The Power of the Dog

by | Dec 6, 2021 | 0 comments

Jane Campion’s return to the big screen is a haunting western triumph

Jane Campion is considered one of the pioneering female directors to break into mainstream consideration after her success with The Piano (1993). However, she’s found it hard to find continuity with her projects, her last film having been released 12 years ago. While she has sporadically worked in television with the series Top of the Lake (2013-2017) it is a joy to see her return to her original format with The Power of the Dog (2021). 

The Power of the Dog is adapted from a novel by Thomas Savage. Taking place in the dying West, in a ranch in Montana in 1925, we follow two brothers, the hard and tough Phil (Benedict Cumberbatch) and the shy college dropout George (Jesse Plemons). When George marries a widow named Rose (Kirsten Dunst) and brings her to live on the ranch with her son (Kodi Smit-McPhee), Phil feels slighted and abandoned resorting to tormenting his new sister-in-law.

Campion has shown to have a particular adeptness at crafting silent suffering to the point that viewers are pleading for her characters to burst. But rarely does Campion give in to a predictable climax, she’d rather subvert expectations with arcs that seem to make complete sense, but which viewers are wholly taken by surprise. The Power of the Dog could have very easily resorted to be an exploration of the toxic masculinity embodied by Phil, and while this is certainly at the center of Campion’s film, the toll and suffering that Rose undergoes is also laid at the core. It is this torturous dynamic, which settles in viewers’ stomachs and begins to grow like an ulcer as the runtime clocks higher that is the greatest tonal achievement of the film. Campion expertly weaves her narrative with a patience and subtlety that make her restraint in dramatic scenes even more effective. It is only when the credits roll that you realize you’d been holding your breath for so long.

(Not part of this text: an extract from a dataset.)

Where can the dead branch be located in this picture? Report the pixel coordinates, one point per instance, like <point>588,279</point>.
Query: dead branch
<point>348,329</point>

Campion does a fantastic job with her performers. Since The Power of the Dog relies so much in psychological torment and masculine insecurities, it is up to the managing of her actors to make the film truly work. Cumberbatch delivers his best performance of his career, in a role that finally digs into the unlikeable and toxic qualities that were only restrainedly explored in his now cliched role as an obnoxious genius in Sherlock (2010-2017), Doctor Strange (2016), and The Imitation Game (2014). In The Power of the Dog Cumberbatch fully lets loose, bringing an immersive and truly repulsive performance that is smart to never veer into caricature territory. The British actor is a haunting presence that surrounds each frame even if he hasn’t been on screen for a while. Meanwhile Dunst is spectacular in a role that is much more understated and at the service of the narrative and the contrasting with Cumberbatch rather than becoming showy Oscar-bait. It is a show of skill and humility towards the general film that is admirable and incredibly effective. Both Dunst and Cumberbatch’s performances are masterclasses in acting, and placed at the center of the entire film by Campion. Thankfully, such trust by the Kiwi director pays off. 

The Power of the Dog feels like the kind of silent and subtle western that is simply not made anymore. Many will be reminded of Jeremiah Johnson (1972) in the overwhelming solitude and feral environment that the characters face. However, unlike the more conservationist tendencies of the Robert Redford film, The Power of the Dog is more cynical and ruthless in its view of nature and humanity. In that sense, Campion’s film can feel like watching a documentary on hunting animals, only the animals in this sense are human beings. It can prove to be a dark and rough watch, yet rewarding in its expert craft.

In the end, The Power of the Dog is a spectacular and long-awaited return from Campion to the big screen. She expertly crafts an incredibly unique film, centering on two insuperable performances and creating a dreading and gripping aura that will follow you long after the credits have rolled.